Correspondence: Ujjal Poddar, MD, DNB, DM, Additional Professor, Department of Pediatric Gastroenterology, SGPGIMS, Lucknow-226014, Uttar Pradesh, India. E-mail:


We prospectively studied the HBsAg seroconversion with sequential combination therapy of lamivudine (LAM) and interferon (IFN) in hitherto untreatable ‘immune-tolerant’ chronic hepatitis B in children. In this case–control study, 28 children with immune-tolerant hepatitis B [HBsAg positive for >6 months with near normal aminotransferase level, minimal/no inflammation in liver histology and high viral load (HBV DNA>107 copies/mL)] were treated with LAM alone at 3 mg/kg/day for 8 weeks followed by LAM plus IFN alpha (5 MU/m2 three times a week) for another 44 weeks. They were compared with 34 untreated children. HBV markers (HBsAg, HBeAg, anti-HBe, quantitative HBV DNA) were carried out at baseline, at the end of therapy and 6 monthly thereafter. The mean age was 5.9 ± 3.2 years and 24 were boys. End therapy response: HBe seroconversion was achieved in 11, and of these, five had complete response (HBsAg clearance), 11 did not respond and six had virologic response (DNA undetectable but no HBe seroconversion). Six months after therapy, 10 of the 11 (91%) originally seroconverted children remained seroconverted while one seroreverted.
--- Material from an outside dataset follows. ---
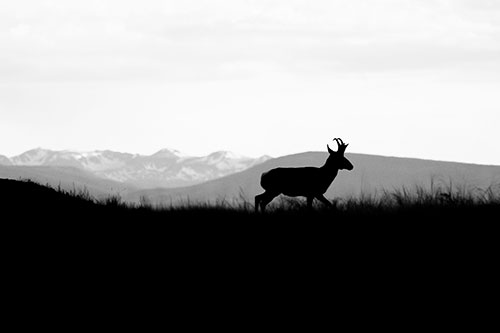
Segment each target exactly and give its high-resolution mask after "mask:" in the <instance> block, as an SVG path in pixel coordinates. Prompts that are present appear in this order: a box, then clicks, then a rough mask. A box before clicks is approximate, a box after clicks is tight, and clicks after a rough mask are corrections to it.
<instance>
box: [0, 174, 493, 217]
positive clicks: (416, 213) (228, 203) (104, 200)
mask: <svg viewBox="0 0 500 333" xmlns="http://www.w3.org/2000/svg"><path fill="white" fill-rule="evenodd" d="M0 202H1V203H2V206H3V207H2V209H3V210H4V211H6V210H9V211H10V214H12V215H11V216H14V218H33V219H41V218H44V219H49V220H51V219H52V220H54V219H58V220H61V219H62V220H67V221H68V222H69V221H71V220H72V219H89V220H103V219H104V220H105V219H107V220H108V221H146V220H156V221H180V220H182V221H188V220H191V221H192V220H193V219H194V220H196V221H204V223H209V222H218V221H226V222H227V221H231V222H237V221H261V220H264V221H280V220H282V221H303V222H314V221H331V222H342V223H345V222H375V221H379V222H384V221H398V220H399V221H400V220H401V219H404V220H413V221H417V220H420V221H421V222H422V223H426V222H429V221H431V220H432V221H441V222H444V221H450V220H459V219H464V218H471V219H475V220H480V219H489V218H491V216H492V214H498V213H499V212H500V185H491V186H490V187H489V188H487V189H477V188H476V189H475V188H466V187H463V186H462V187H461V186H455V185H453V184H449V185H447V186H439V187H433V188H432V189H431V190H426V189H424V188H422V187H417V186H416V187H415V188H412V189H409V188H401V189H394V190H392V191H389V190H385V191H383V192H382V193H381V194H380V195H362V196H360V197H351V198H338V199H336V200H335V201H334V205H333V208H328V207H323V206H322V205H320V204H316V205H315V206H314V207H313V210H308V209H307V207H306V204H305V200H301V199H293V198H288V197H281V198H279V199H278V200H276V201H275V202H273V203H272V204H270V205H269V211H268V212H266V213H255V212H254V206H253V204H251V203H250V202H248V201H247V200H245V199H244V198H243V197H240V198H239V199H235V200H227V199H224V198H221V199H219V200H216V202H215V204H211V203H204V202H192V201H189V200H186V201H184V202H181V203H180V204H176V205H172V204H153V203H151V202H149V201H148V199H147V198H141V200H140V203H138V204H133V203H126V202H123V201H122V200H121V198H120V197H119V196H110V197H107V198H104V199H100V200H99V199H96V198H94V197H92V196H91V195H90V194H89V192H88V191H86V190H85V189H73V190H71V191H65V190H63V189H61V188H51V187H49V186H43V185H40V184H37V183H35V182H32V181H26V180H24V181H15V180H0Z"/></svg>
Six of the 28 (21.4%) children lost HBsAg and they remained HBsAg negative and anti-HBs positive on follow-up. After a mean follow-up of 21.1 ± 11.9 months, the status remained same in the responders but one of the nonresponders HBe seroconverted (39.3%). There were no serious side effects of therapy. It is possible to achieve a cure in more than one-fifth of immune-tolerant children with hepatitis B with the sequential combination of LAM and IFN.